ALEXANDRIA, Va.—Sales of private-label products are expected to accelerate after a disappointing 2020, thanks to ongoing innovations, e-commerce and consumers' growing willingness to try new brands, reports RetailDive.com.
In recent months, two-thirds of consumers have changed their buying habits, with the newly budget-conscious shoppers percentage doubling between September and December, according to NielsenIQ data. Although private label accounts for only 4% of grocery e-commerce sales, that number has quadrupled during the past two years, pointing to an opportunity for retailers to capitalize on changing habits.
In 2020, the sales growth of national brands outpaced the growth of private labels for the first time in 10 years, according to NielsenIQ. Consumers increased their purchases in an area where private label is "less developed" with items such as ingredients and unique treats to help them replicate the experiences they were missing at cafes and restaurants, said Kara Sheesley, vice president of retail engagement at NielsenIQ. And even as retailers and suppliers face a more normalized supply chain environment, private labels are expected to outpace national brand growth this year.
When tracking consumers' attitudes toward spending over the past year, NielsenIQ put them into two groups: "constrained" and "insulated." The percentage of shoppers falling into the former category has grown, according to the company. Indicating a higher percentage of shoppers who are watching their budgets among widespread uncertainty and concerns over unemployment, "newly constrained" consumers increased from 23% to 46% between September and December.

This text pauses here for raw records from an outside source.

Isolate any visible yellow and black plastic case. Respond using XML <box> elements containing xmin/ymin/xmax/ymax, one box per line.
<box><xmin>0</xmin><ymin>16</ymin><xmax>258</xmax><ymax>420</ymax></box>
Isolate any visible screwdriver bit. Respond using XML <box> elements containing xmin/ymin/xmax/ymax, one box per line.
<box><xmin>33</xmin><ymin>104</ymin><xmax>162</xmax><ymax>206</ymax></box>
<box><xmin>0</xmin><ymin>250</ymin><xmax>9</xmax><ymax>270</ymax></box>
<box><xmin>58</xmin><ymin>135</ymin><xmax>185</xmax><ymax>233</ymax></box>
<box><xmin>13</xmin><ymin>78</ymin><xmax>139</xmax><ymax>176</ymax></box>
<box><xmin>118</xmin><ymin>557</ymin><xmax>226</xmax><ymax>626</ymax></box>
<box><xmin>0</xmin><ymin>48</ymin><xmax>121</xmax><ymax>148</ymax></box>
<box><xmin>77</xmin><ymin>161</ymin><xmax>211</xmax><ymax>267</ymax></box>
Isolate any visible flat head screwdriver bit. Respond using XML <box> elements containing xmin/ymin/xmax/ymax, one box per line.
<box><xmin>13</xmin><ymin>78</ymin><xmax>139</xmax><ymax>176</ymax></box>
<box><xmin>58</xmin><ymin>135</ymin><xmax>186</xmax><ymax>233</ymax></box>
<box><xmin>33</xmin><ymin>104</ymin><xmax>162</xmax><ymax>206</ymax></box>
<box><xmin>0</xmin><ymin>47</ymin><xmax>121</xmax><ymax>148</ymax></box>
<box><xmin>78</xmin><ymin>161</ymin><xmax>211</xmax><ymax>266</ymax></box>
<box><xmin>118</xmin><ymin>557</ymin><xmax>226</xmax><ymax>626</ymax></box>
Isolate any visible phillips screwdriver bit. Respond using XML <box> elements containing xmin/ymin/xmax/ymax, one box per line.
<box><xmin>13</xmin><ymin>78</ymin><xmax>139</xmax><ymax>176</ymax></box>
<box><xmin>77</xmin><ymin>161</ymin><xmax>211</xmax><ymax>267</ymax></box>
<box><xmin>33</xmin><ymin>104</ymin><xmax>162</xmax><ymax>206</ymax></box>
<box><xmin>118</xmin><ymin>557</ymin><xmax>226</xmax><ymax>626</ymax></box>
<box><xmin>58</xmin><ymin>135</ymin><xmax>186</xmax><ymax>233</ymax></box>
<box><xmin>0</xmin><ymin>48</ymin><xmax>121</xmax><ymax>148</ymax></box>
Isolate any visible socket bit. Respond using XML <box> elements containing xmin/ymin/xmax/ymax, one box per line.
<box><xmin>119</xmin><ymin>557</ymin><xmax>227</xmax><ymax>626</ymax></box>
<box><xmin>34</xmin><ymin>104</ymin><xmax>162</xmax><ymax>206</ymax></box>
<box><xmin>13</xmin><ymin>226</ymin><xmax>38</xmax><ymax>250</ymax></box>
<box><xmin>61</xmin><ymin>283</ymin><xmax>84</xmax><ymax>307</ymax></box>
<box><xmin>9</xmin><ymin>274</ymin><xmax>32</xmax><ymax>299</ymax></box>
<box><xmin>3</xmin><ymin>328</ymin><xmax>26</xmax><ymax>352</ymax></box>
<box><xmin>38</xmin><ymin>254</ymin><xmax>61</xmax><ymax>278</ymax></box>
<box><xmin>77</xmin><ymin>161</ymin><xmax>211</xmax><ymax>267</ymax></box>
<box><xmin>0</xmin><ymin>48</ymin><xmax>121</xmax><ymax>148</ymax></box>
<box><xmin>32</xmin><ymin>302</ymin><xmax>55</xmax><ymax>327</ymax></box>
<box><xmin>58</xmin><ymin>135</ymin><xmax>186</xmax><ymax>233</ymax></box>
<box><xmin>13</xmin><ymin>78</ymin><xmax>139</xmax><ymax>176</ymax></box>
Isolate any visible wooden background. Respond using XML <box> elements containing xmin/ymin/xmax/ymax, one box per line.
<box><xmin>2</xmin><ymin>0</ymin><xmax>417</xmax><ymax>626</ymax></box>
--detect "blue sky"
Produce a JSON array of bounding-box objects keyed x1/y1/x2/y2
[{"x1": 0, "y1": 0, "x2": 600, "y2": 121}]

Insulated shoppers gravitate more toward new and innovative products, but private labels are bought by both constrained and insulated shoppers. Those with tighter budgets tend to play to the benefit of store brands. Eighty percent of consumers say they're restructuring their spending habits, according to NielsenIQ,. "A lot of consumers are really fundamentally saying, 'Hey, I need easier access to more value, and quite honestly, I want a greater variety of quality and value products,'" Sheesley said.
Online shopping will be the next major merchandising opportunity for private-label growth. Two-thirds of consumers say they often feel there's a disconnect between the two channels, online and in-store shopping, but they're shopping using both. Retailers have control over their online platforms and can drive sales, she said.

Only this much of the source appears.